Urban Pollution & HVAC
Versatile LPP Combustion Power Systems
Lower operating costs for building boilers using liquid fuels. Install low-emissions, liquid-fueled combined heat and power (CHP) systems, providing heat, hot-water and air conditioning (AC) for buildings. Emissions are on par with natural gas.
LPP Combustion equipment enables low-emissions use of heating oil in existing boilers used for building heating systems, ensuring compliance with air-quality regulations and significantly reducing the amount of soot (particulate matter) released into the air.
In-place boiler systems can be up-graded to low-emissions, multi-fuel capability via installation of the modular LPP Combustion front-end Fuel Preparation Unit.
Liquid fuel vaporization capability also removes an obstacle to wider adoption of the more highly-efficient gas-turbine combined heat and power systems (CHP) for urban building HVAC by utilizing the existing heating oil fuel distribution infrastructure to create a substitute for natural gas on-demand. The substitute gas is created at the site where it is consumed - at the building.
In urban areas, heating oil fuel distribution piping and on-site storage are not easily replaced. (For example, it would be difficult to dig up the entirety of Madison Avenue in Manhattan in order to lay a new natural gas piping distribution system to fuel gas-turbines for low-emissions power and building heat.)
Turbine-based building heat and power systems, fueled by heating oil vaporized on-site via LPP Combustion equipment, obviate any need for funding new natural gas distribution infrastructure.

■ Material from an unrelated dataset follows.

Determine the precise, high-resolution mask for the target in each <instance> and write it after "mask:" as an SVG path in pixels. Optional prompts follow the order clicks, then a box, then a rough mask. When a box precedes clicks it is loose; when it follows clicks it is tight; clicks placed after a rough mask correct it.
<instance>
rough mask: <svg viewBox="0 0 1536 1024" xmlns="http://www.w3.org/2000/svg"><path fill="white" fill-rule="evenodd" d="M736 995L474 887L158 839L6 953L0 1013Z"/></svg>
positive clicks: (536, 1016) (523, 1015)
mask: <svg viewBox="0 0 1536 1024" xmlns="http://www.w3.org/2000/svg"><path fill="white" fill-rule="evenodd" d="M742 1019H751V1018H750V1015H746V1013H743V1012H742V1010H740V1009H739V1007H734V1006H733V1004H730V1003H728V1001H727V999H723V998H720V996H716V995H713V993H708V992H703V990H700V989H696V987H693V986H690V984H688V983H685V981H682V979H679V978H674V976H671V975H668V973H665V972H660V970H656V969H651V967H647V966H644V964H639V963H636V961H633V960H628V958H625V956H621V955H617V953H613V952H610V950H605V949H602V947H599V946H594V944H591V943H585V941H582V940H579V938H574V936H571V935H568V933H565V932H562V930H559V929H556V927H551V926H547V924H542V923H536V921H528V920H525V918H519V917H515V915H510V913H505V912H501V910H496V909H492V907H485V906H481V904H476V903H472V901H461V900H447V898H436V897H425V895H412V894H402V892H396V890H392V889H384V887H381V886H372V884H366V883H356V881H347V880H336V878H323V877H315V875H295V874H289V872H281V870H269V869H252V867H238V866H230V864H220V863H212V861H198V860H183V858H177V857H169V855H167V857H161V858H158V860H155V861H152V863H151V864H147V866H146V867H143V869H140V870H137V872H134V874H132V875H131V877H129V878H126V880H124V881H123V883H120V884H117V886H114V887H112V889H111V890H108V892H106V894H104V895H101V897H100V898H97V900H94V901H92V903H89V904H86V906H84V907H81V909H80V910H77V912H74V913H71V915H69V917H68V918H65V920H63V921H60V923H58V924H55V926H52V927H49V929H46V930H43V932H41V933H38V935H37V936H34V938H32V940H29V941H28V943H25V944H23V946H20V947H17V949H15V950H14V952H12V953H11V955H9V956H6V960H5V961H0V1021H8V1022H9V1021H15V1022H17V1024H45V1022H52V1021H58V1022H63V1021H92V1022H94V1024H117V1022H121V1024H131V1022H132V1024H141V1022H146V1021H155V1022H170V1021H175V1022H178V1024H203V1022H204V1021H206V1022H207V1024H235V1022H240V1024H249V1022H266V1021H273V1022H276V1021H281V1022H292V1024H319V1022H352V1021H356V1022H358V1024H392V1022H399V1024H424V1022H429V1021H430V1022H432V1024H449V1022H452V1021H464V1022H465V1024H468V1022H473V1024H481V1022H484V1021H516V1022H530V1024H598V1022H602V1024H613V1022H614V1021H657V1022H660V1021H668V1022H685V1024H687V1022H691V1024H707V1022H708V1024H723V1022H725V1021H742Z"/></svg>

Gas-turbines configured for combined heat and power and boilers gain multi-fuel capability with LPP Combustion equipment, providing some options for fuel procurement. For example, some on-site fuel storage would enable use of biofuels in urban heating and power applications and would also provide emergency back-up fuel supply. Owners of urban gas-turbine CHP systems can forego a costly 'dual-fuel upgrade' which would otherwise be needed to use diesel fuel (yielding high-emissions and spewing soot) in addition to natural gas.